THE ROLE:
This position is crucial to AMD's Data Center Product Road Map and will be passionate about providing critical diagnostics for the next generation of AMD's flagship Data Center products. AMD's environment is fast paced, results oriented and built upon a legion of forward-thinking people with a passion for winning technology! We have competitive benefit packages and an award-winning culture. Join us!
THE PERSON:
A successful candidate will have solid software methodologies, software design expertise, deep HW/SW technical knowledge, and leadership skills. The candidate will interact across multiple teams to ensure on time quality system software, push and accelerate AMD's time to market for Data Center GPU products. A candidate must possess technical proficiency and interpersonal confidence to represent design ideas to complex problems and innovative solutions with other developers as well as with non-software focused silicon teams and manufacturing teams. Experience in a technical leadership role is preferred.
KEY RESPONSIBILITIES:
- Serve as the SoC Diagnostics Technical Lead for DCGPU programs, providing primary local ownership and global technical leadership for silicon and manufacturing quality issues across Singapore/Tai and other sites, with end‑to‑end accountability for the quality, coverage, and completeness of diagnostics solutions.

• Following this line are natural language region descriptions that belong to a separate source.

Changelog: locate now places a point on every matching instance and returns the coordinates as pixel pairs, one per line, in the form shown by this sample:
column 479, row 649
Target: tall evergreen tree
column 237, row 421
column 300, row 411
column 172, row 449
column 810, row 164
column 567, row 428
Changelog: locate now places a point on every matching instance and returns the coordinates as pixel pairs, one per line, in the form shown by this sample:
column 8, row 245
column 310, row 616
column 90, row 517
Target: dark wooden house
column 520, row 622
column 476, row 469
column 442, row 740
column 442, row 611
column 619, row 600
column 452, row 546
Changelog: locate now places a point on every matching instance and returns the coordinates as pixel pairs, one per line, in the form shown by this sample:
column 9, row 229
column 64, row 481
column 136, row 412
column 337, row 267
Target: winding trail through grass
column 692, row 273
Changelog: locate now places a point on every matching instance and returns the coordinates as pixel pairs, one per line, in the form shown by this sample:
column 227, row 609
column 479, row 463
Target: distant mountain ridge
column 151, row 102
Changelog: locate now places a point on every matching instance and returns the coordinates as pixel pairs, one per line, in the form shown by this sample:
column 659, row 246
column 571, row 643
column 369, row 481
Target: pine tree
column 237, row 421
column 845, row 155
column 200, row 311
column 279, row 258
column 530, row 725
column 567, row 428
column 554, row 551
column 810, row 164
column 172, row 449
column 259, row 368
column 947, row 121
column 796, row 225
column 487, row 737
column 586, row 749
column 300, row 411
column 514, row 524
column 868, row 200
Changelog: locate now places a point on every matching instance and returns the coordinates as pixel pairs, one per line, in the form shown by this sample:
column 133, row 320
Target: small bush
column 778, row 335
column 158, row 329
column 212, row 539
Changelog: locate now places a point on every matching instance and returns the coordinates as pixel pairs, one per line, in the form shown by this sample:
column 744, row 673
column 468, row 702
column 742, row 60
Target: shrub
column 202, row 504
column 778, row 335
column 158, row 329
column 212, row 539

- Work closely with the Diagnostics PM to define and drive end‑to‑end diagnostics strategy by translating program and customer requirements into clear priorities and execution plans across pre‑silicon and post‑silicon phases. Proactively articulate diagnostics objectives, strategic direction, risks, and tooling/framework requirements to PMs, managers, IP and framework architects to influence test coverage strategy, planning, and cross‑team alignment.
- Own the diagnostics pre‑silicon emulation strategy and planning across software‑based and FPGA‑based emulation models, including RTL coverage requirements before silicon tape‑out and diagnostics verification requirements before silicon back.
- Own the SoC system‑level feature validation methodology and planning for diagnostics.
- Drive the technical requirements needed to achieve feature coverage and hardware bug capture targets, ensuring that diagnostics content supports both engineering debug and manufacturing/field health checks.
- Lead and coordinate complex SoC/system‑level investigations (e.g., SLT/Board Production failures, field issues), analyze logs and symptoms, form hypotheses, and work with IP, platform, firmware and software teams to converge on root cause and corrective action.
- Exercise horizontal leadership and collaboration with cross‑functional teams such as platform validation, ROCm/SW, HW architects, product engineering, manufacturing, and other stakeholders to achieve key program milestones (bring‑up, feature enablement, performance profiling, production support) with the desired coverage metrics from diagnostics.
- Collaborate with the Product Engineering Organization to enable the product with high quality to customers debug defects and help improve yield, coverage, and test time during NPI and volume production.
- Provide diagnostics support to contract manufacturers and board engineering teams, particularly for SLT/BP and system‑level test flows and ensure that Diagnostics content is usable and effective in manufacturing environments.
PREFERRED EXPERIENCE:
- Proven experience with IP and SoC validation, diagnostics, and system Bring-up, with the ability to closely interact with hardware designers, validation, manufacturing and software teams.
- Excellent understanding of SoC architecture, including processor, GPU compute, system IO and memory/HBM, and security blocks, to identify critical areas for SoC & IP verification and diagnostics focus.
- Strong system‑level debugging and testing skills, with the capability to quickly identify problems, perform structured root‑cause analysis, and provide robust solutions.
- Excellent communication and interpersonal skills, with the ability to collaborate effectively across global teams and can clearly explain complex technical issues to both technical and non‑technical stakeholders.
- Demonstrated ability to work under pressure and manage competing priorities in tight project timelines while maintaining professionalism and quality.
- Knowledge and experience in developing or enabling applications on industry compute platforms such as ROCm, OpenCL, or CUDA is an asset.
- Familiar with Linux, knowledge and experience of device driver or software development is preferred.
- Knowledge and experience with Manufacturing ATE/Wafer Sort Test and System Level Test a bonus.
- Experienced with source controls systems like Perforce and GIT.
- Hands‑on experience with SoC Bring-up and working in lab environments is a plus.
- Prior experience in software development (e.g., object‑oriented C++, modern C++, system software or drivers), software development lifecycle able to read and review code, understand architecture, and guide engineers in debug. Experience developing machine learning, HPC or general‑purpose GPU compute applications is a bonus.
ACADEMIC CREDENTIALS:
- Bachelor/Master in Computer Science, Computer Engineering or Electrical Engineering.